Eenheden: 322, 323, 324, 325, 326, 327 Squadron
Aantal: 96
Taak: Onderscheppings-, luchtverdedigingsjager bij het Commando Luchtverdediging (CLV).
Bijzonderheden:
Door het Aden 'gunpack;' dat op de grond in zijn geheel neer- en opgelierd kon worden, werd onderhoud gemakkelijker en kon snel worden herladen. Een probleem bij het afvuren van de kanonnen waren de uitgeworpen 'schakels' van de patroonbanden, die schade aan de vliegtuigromp veroorzaakten. Dit werd opgelost door het aanbrengen van twee gestroomlijnde opvangbakken aan de romponderzijde, net achter de cockpit. De Mk. 4 had bij hoge snelheden de neiging 'de neus op te trekken'; door de voorrand van de vleugel precies op de helft van de vleugel naar voren te brengen waardoor een soort 'zaagtand ' ontstond, werd dit probleem opgelost.
Van 6 augustus 1960 tot 28 september 1962 was het 322 Squadron tijdens de Nieuw-Guinea crisis, voor het uitvoeren van de luchtverdedigingstaak, geplaatst op het eiland Biak. In eerste instantie was het squadron uitgerust met twaalf Mk. 4's, later aangevuld met Hunters F. Mk. 6. Met vliegtuigen van het 325 Squadron werd enige tijd het demonstratieteam 'Darling' gevormd.
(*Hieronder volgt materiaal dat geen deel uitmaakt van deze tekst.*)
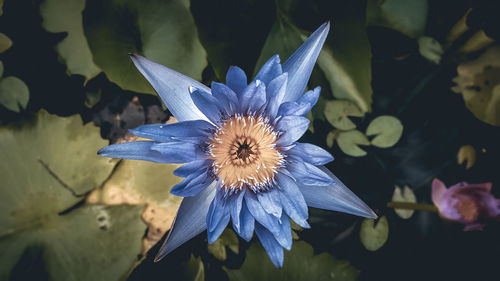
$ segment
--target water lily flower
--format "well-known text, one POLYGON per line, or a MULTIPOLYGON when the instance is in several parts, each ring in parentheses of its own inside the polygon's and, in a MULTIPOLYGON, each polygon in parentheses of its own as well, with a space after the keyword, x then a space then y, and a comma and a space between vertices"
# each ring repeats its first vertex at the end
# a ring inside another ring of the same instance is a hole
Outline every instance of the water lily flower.
POLYGON ((110 145, 100 155, 159 163, 186 163, 174 171, 185 179, 171 189, 184 197, 161 247, 160 260, 205 229, 215 242, 229 224, 246 241, 255 232, 272 262, 281 267, 292 247, 290 219, 308 228, 308 206, 375 218, 324 164, 333 157, 298 142, 309 127, 305 115, 320 94, 306 84, 328 34, 323 24, 283 64, 269 59, 249 84, 230 67, 226 84, 211 88, 132 55, 135 66, 179 121, 131 130, 150 141, 110 145))
POLYGON ((500 219, 500 200, 491 194, 491 183, 457 183, 450 188, 432 181, 432 202, 448 220, 465 224, 464 231, 483 230, 488 220, 500 219))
Het toestel in de collectie van het NMM:
Op 27 augustus 1956 werd dit toestel door Fokker afgeleverd aan het 324 squadron en vloog achtereenvolgens bij het 327, 323 en 325 squadron voordat het op 30 september 1958 werd ingedeeld bij het Vliegdienstsquadron Leeuwarden. Op 29 mei 1959 werd het na 227.5 vlieguren afgeschreven en voor instructiedoeleinden overgebracht naar de Luchtmacht Technische School te Deelen. Sinds begin 1984 maakt het deel uit van de collectie van het MLM, thans in de collectie van het NMM.